J.J. Abrams said in the same interview that Star Trek Into Darkness was not a film just made for the fans but that it was made for anyone to see — even people who had not seen Star Trek before. That’s certainly not an approach that can be objected to because in Star Trek everyone has always been welcome. It’s also not a bad approach especially when the goal of filmmaking in Hollywood is to make as much money as possible. It’s a business. Movies are a commodity. The latest film, however, borders on caricature much more than it does on being a film that either fans or general viewers will enjoy.

No doubt the film will be an incredible success over the course of the summer.

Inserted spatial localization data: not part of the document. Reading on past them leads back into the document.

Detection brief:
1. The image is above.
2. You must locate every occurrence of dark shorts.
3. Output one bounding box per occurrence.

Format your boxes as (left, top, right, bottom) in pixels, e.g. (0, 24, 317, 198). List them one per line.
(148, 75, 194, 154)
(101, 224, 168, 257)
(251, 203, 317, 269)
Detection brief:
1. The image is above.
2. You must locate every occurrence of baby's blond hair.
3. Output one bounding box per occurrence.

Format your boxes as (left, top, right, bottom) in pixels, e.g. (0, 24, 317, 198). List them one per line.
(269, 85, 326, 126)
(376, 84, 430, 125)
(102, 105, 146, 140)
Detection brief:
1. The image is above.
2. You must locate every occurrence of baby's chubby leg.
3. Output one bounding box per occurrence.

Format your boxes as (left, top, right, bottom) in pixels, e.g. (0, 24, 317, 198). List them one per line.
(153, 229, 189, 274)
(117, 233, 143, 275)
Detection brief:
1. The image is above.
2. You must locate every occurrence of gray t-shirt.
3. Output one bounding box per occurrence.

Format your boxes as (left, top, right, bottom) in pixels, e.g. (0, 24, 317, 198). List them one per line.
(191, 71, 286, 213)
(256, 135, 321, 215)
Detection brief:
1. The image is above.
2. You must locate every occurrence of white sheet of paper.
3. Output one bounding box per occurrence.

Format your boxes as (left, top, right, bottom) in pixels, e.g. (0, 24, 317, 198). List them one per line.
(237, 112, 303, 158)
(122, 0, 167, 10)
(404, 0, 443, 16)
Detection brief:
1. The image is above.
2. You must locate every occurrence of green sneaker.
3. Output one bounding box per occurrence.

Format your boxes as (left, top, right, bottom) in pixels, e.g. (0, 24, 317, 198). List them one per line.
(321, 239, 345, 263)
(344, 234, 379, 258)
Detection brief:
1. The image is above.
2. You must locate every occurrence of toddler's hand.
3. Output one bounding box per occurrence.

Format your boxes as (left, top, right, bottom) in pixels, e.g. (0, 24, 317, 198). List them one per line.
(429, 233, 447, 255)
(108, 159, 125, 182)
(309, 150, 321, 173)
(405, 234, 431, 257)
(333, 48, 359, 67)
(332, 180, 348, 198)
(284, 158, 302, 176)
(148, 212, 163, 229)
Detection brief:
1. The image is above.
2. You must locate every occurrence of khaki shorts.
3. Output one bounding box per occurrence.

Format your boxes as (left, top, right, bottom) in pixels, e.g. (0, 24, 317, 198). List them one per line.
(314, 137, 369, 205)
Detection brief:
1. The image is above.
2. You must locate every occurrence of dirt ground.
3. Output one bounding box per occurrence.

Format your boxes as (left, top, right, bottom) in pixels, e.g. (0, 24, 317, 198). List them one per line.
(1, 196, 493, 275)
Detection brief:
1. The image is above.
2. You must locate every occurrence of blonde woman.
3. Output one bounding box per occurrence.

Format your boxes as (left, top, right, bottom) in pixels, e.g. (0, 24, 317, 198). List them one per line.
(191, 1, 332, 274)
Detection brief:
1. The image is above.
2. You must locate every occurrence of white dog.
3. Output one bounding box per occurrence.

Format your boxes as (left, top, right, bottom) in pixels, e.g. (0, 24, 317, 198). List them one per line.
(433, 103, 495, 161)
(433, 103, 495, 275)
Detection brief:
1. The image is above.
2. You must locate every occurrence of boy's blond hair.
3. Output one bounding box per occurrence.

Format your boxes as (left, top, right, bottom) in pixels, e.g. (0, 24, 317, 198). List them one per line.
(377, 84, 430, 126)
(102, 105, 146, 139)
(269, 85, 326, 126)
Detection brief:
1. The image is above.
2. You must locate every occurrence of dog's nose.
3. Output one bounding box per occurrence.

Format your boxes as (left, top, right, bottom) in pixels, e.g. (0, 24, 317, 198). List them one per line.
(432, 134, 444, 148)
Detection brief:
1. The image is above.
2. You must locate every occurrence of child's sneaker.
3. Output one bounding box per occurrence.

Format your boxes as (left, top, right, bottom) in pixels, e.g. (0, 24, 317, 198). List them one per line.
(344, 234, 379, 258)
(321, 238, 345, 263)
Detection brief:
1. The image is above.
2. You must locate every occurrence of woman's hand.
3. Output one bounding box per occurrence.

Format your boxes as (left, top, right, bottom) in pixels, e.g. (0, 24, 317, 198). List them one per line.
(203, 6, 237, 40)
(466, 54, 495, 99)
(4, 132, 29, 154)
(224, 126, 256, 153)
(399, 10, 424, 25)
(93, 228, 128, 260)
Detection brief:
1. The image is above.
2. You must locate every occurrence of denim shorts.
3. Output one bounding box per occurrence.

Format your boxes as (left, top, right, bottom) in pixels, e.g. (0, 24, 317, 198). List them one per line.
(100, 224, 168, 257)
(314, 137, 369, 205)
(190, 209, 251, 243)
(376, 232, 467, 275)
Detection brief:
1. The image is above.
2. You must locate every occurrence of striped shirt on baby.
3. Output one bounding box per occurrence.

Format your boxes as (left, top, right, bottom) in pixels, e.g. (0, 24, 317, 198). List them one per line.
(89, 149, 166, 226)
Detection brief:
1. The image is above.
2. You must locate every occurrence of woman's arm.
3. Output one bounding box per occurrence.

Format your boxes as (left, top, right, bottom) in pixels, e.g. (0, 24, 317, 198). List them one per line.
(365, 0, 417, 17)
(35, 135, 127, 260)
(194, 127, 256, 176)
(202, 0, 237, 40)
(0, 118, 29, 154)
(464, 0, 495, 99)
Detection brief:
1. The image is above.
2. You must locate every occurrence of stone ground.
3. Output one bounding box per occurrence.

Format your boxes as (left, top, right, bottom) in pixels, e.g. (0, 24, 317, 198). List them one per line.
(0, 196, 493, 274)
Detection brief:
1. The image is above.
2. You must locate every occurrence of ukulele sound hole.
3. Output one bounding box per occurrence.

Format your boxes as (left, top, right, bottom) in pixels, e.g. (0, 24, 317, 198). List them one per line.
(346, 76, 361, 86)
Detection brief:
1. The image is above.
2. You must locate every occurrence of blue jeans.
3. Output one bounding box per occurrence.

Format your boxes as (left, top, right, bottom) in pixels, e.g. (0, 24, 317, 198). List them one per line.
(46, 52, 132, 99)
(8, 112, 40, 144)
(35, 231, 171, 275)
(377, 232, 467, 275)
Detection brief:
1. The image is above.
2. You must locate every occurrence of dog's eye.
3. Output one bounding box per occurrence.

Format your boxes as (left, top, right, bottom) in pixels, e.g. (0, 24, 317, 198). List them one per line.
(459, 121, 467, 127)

But that still leaves the question: Should it be? Or has Star Trek finally been transformed into a film franchise whose components have been so successfully milked by a director who knows how to make crowd pleasing films that it has lost what made it Star Trek to begin with — the humanistic, philosophical kind of science fiction that was about something more than just a good vs. evil adventure.

Message to J.J. Abrams: There’s a difference between a Trek and a War.

And now that Abrams if off to direct Star Wars VII I’ve only got one more thing to say: Get Baz Luhrmann on the phone — somebody new needs to screw up Star Trek.